Kalau kita pikir dan telaah, Indonesia ini negara yang melimpah ruah anugerah Tuhan kepadanya loh. Kita memiliki pulau yang banyak, suku yang beragam, dan tentunya sumber daya alam yang tidak terkira.
Namun, sering kali, kita sebagai orang muda yang katanya berdarah asli Indonesia, tidak menjadikan anugerah tersebut untuk mengabarkan hal-hal positif yang terjadi. Bahkan, ketika ada hal-hal buruk terjadi di negara tercinta ini kebanyakan dari kita seolah berlomba untuk paling depan menceritakan dan membagikan ketidakbaikan itu. Padahal masih sangat banyak hal-hal baik yang tentunya konstruktif yang dapat kita kabarkan pada semua orang di negeri ini. Kalau perlu, kita kabarkan pada dunia bahwa Indonesia itu ada dan Indonesia itu bisa lebih berdaya daripada yang sudah-sudah.
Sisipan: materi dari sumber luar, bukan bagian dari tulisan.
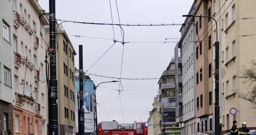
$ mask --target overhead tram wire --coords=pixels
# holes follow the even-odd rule
[[[112,23],[113,23],[113,16],[112,15],[112,9],[111,8],[111,2],[110,2],[110,0],[109,0],[109,5],[110,6],[110,12],[111,13],[111,20],[112,20]],[[115,32],[114,30],[114,26],[112,25],[112,27],[113,28],[113,34],[114,36],[114,40],[116,40],[116,39],[115,38]]]
[[[89,69],[88,70],[86,70],[86,71],[85,71],[85,72],[86,72],[87,71],[88,71],[88,70],[89,70],[91,68],[92,68],[92,67],[94,65],[95,65],[95,64],[96,64],[96,63],[97,63],[97,62],[98,62],[98,61],[99,61],[99,60],[100,60],[100,58],[103,56],[104,56],[104,55],[105,55],[105,54],[106,54],[106,53],[107,53],[107,52],[108,52],[108,51],[109,51],[109,49],[112,48],[112,47],[113,47],[113,46],[115,44],[116,44],[116,42],[114,42],[114,43],[112,45],[112,46],[111,46],[111,47],[109,47],[109,48],[108,49],[107,49],[107,51],[106,52],[105,52],[105,53],[104,53],[104,54],[103,54],[100,56],[100,58],[95,62],[94,63],[93,63],[93,64],[92,64],[92,65],[90,68],[89,68]]]

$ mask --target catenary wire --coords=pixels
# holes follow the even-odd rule
[[[111,2],[110,2],[110,0],[109,0],[109,5],[110,6],[110,12],[111,13],[111,20],[112,21],[112,23],[113,23],[113,16],[112,15],[112,8],[111,8]],[[113,34],[114,37],[114,40],[116,40],[115,39],[115,32],[114,30],[114,26],[112,26],[112,28],[113,28]]]

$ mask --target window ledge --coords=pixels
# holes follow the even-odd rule
[[[227,95],[227,96],[225,97],[225,98],[226,98],[226,99],[228,100],[228,98],[229,98],[231,97],[232,97],[232,96],[233,96],[233,97],[234,98],[235,98],[235,94],[237,94],[237,93],[236,93],[236,92],[234,92],[234,93],[232,93],[232,94],[230,94],[230,95]]]
[[[232,58],[231,58],[230,60],[229,60],[229,61],[228,61],[228,62],[227,62],[226,64],[225,64],[225,65],[227,67],[228,67],[228,65],[229,64],[230,62],[231,62],[232,61],[233,61],[233,62],[235,62],[235,58],[236,58],[236,56],[235,56],[233,57]]]
[[[230,28],[230,27],[231,27],[231,26],[233,25],[233,24],[234,23],[235,23],[235,20],[233,21],[232,22],[232,23],[231,23],[231,24],[230,24],[229,26],[228,26],[228,28],[227,28],[226,29],[226,30],[225,30],[225,31],[224,31],[224,32],[225,33],[226,33],[226,34],[228,34],[228,30]]]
Maka dari itu, marilah kita sebagai orang muda di Indonesia untuk sering-sering membagikan hal-hal positif dari negeri sendiri. Jangan hanya mengabarkan tentang diskriminasi, stigma, dan hal buruk lainnya.
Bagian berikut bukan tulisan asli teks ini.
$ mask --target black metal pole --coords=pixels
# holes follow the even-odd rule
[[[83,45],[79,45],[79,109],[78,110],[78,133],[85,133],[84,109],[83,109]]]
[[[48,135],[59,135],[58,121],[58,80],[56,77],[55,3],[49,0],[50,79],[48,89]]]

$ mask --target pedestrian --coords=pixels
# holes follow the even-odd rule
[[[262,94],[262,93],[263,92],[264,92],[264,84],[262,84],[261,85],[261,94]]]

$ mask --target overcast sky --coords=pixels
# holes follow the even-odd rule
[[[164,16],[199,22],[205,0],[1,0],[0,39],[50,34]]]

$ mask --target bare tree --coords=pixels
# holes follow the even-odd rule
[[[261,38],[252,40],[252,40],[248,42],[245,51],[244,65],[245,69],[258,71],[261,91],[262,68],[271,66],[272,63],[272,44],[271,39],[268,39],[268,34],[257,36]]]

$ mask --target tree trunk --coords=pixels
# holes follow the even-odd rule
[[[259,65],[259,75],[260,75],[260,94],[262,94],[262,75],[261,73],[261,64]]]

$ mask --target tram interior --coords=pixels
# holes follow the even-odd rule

Karena yakinlah, suatu negara akan lebih cepat proses kemajuannya apabila warganya berpikiran ke depan dan memiliki optimisme bahwa suatu saat negaranya akan maju dan tidak kalah dengan negara-negara maju lainnya.
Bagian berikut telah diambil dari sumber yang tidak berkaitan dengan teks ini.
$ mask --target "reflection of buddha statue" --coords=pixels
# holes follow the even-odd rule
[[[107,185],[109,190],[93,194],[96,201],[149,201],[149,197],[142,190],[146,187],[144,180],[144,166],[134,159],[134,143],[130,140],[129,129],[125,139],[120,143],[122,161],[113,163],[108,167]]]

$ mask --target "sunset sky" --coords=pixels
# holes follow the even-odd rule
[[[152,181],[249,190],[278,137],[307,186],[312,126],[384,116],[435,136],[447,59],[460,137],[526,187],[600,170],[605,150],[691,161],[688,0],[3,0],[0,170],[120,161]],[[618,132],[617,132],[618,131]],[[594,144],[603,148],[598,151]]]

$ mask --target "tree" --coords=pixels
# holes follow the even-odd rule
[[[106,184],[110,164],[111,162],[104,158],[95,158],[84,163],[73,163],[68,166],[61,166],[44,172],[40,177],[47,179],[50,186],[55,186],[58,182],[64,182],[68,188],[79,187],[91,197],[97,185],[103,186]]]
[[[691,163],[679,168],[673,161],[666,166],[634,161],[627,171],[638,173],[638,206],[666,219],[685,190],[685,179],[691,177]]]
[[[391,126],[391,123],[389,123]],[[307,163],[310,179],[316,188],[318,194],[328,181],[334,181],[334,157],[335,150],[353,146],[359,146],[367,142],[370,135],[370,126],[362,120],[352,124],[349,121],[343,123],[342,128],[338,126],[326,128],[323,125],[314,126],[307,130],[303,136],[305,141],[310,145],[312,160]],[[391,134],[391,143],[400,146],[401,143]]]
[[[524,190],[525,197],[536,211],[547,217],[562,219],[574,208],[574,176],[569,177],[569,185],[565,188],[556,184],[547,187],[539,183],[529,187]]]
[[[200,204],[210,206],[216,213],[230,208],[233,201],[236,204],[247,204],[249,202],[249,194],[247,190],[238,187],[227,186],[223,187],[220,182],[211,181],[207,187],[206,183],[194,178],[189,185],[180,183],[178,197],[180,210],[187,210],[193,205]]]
Diperlukan peran kita semua untuk sama-sama membersamai hal-hal baik dan menggembirakan tentang negeri ini agar kita menjadi bangsa yang berpikiran terbuka dan bisa melihat segala hal sebagai peluang, alih-alih ancaman.
Kali ini, Solidernews.com, kembali akan mengabarkan hal baik tentang pencapaian seorang muda difabel. Ia berasal dari tanah para Karaeng. Namanya Ismail.
Ia berhasil lulus sebagai Pegawai Pemerintah dengan Perjanjian Kerja (PPPK)
Sebagaimana dilansir dari Instagram @BLKM Makassar, pada Maret 2024 yang lalu, di Aula Balai Labkesmas Makassar telah dilaksanakan penandatanganan Perjanjian Kerja antara PPPK dan Kepala Balai Labkesmas Makassar, Yohanis Rapa Patari, SE, M.Kes. Sebanyak 7 orang berhasil lulus pada Penerimaan PPPK Balai Labkesmas Makassar Tahun 2023 silam dan salah satunya adalah seorang difabel netra bernama Ismail Naharuddin, S.I.Kom., sebagai Pranata Hubungan Masyarakat Ahli Pertama.
Melalui aplikasi WhatsApp, Solidernews.com, menghubungi Ismail yang biasa dipanggil Mail.
“Saya Ismail Naharuddin. Disabilitas Netra kategori totally blind. Background pendidikan S1 Ilmu Komunikasi, di Universitas Islam Makassar. Sejak Juli 2019, saya aktif sebagai Sekretaris Daerah di Persatuan Tunanetra Indonesia Sulawesi Selatan,” ujarnya.
Lebih lanjut, ketika ditanya tentang mengapa ia tertarik menjadi abdi negara dalam hal ini sebagai PPP, ia juga membeberkan alasannya.
“Sebenarnya saya tidak pernah berpikir atau bercita-cita ingin menjadi ASN. Hanya saja melihat peluang yang ada, dan kebetulan saya memang sedang ingin mengembangkan karir,” jawabnya.
Selain itu, ketika Mail ditanya mengapa memilih Kementerian Kesehatan sebagai tempat mengabdi, ia juga bercerita.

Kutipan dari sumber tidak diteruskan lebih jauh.